Malwarebytesは11月15日(米国時間)、「Ransomware review: October 2023」において、ダークWeb上のランサムウェア活動に関する2023年10月の調査結果を伝えた。この調査では被害者が身代金を支払わなかった事案を取り上げており、実際の被害はさらに多いと見られる。

  • Ransomware review: October 2023

    Ransomware review: October 2023

Malwarebytesによると、10月は新しく318件の被害者のデータがランサムウェア漏洩サイトに投稿された。このうち最も投稿件数が多いランサムウェアグループは先月に引き続きLockBit(64件)で、これにNoEscape(40件)、PLAY(36件)が続いている。投稿件数は先月と比較して約25%減少した。

  • 2023年10月のランサムウェアグループのデータ漏洩件数 - 提供:Malwarebytes

    2023年10月のランサムウェアグループのデータ漏洩件数 引用:Malwarebytes

Malwarebytesは10月の最も大きな出来事として、ランサムウェアグループ「RansomedVC」を含む複数のグループの解体を挙げている。RansomedVCは2023年9月にソニーの全システムを侵害したと一方的に主張した脅威グループで、42件のデータ漏洩を投稿していたとされる(参考:「ランサムウェアグループ「RansomedVC」がソニーの全システム侵害したと主張 | TECH+(テックプラス)」)。

RansomedVCは10月下旬、グループの幹部がTelegramにて事業の売却を試みている。しかしながらそのわずか数日後、グループの関係者6人が逮捕された可能性があるとしてグループを「終わらせる」と発表、解散した。他にもランサムウェアグループ「Ragnar Locker」が法執行機関により解体され、「Trigona」はウクライナサイバーアライアンス(UCA: Ukrainian Cyber Alliance)の活動により閉鎖に追い込まれている。
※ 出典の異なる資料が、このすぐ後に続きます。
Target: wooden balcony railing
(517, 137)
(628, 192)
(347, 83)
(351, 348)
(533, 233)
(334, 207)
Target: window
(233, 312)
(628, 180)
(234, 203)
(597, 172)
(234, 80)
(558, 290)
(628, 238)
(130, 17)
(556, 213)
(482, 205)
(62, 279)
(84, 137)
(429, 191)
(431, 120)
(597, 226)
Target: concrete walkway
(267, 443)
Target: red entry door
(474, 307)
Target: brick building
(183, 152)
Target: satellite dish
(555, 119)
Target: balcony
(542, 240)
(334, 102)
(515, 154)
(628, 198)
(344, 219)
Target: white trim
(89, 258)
そのほか、2023年9月にカジノを攻撃したランサムウェアグループ「Scattered Spider」の調査結果も取り上げている。Scattered Spiderは攻撃に環境寄生型(LOTL: Living Off The Land)の手法を使用しており、システムに既存のアプリケーションを悪用して侵害を行う。このため、従来のセキュリティソリューションでは検出が難しいとされる。この攻撃の成功により、環境寄生型の手法を用いようとする脅威アクターの増加が懸念されており、セキュリティ製品を開発する企業は正規のアプリケーションを悪用した不審な活動の検出に重点を置くことが求められている。

Malwarebytesは、このようなランサムウェアの攻撃からシステムを保護するため、次のような回避策を提案している。
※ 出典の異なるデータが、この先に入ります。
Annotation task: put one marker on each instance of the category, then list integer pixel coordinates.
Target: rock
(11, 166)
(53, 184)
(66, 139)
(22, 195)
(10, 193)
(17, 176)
  • インターネットに接続されたシステムを常に最新の状態に維持するための計画を作成する。また、RDPやVPNなどのリモートアクセスを無効にするか強化する
  • ランサムウェアの配信に使用される不具合やマルウェアを防止できるエンドポイントセキュリティソリューションを導入する
  • ネットワークをセグメント化し、アクセス権には最小限の権限のみ割り当てる。また、エンドポイント検出応答(EDR: Endpoint Detection and Response)や検知と対応のマネージドサービス(MDR: Managed Detection and Response)を導入して、攻撃が発生する前に異常なアクティビティを検出できるようにする
  • EDRなどを活用してランサムウェアを特定し、ランサムウェアのロールバック機能から破損したシステムファイルを復元できるようにする
  • 定期的にイミュータブルバックアップを作成する。また、定期的に復元テストを実施する
  • 1度目の攻撃を阻止したのち2度目の攻撃を受けないように、攻撃者、マルウェア、ツール、侵入方法の痕跡をすべて削除できるセキュリティソリューションを導入する

ランサムウェアの被害は年々増加する傾向にあるとされる。加えて、新しいランサムウェアグループも確認され、その戦術、技術、手順(TTPs)もより高度化してきている。企業や組織のシステムおよびネットワークを保護するためにはより高度な防衛策が必要とされており、上記のような対策と適切なセキュリティソリューションの導入が望まれている。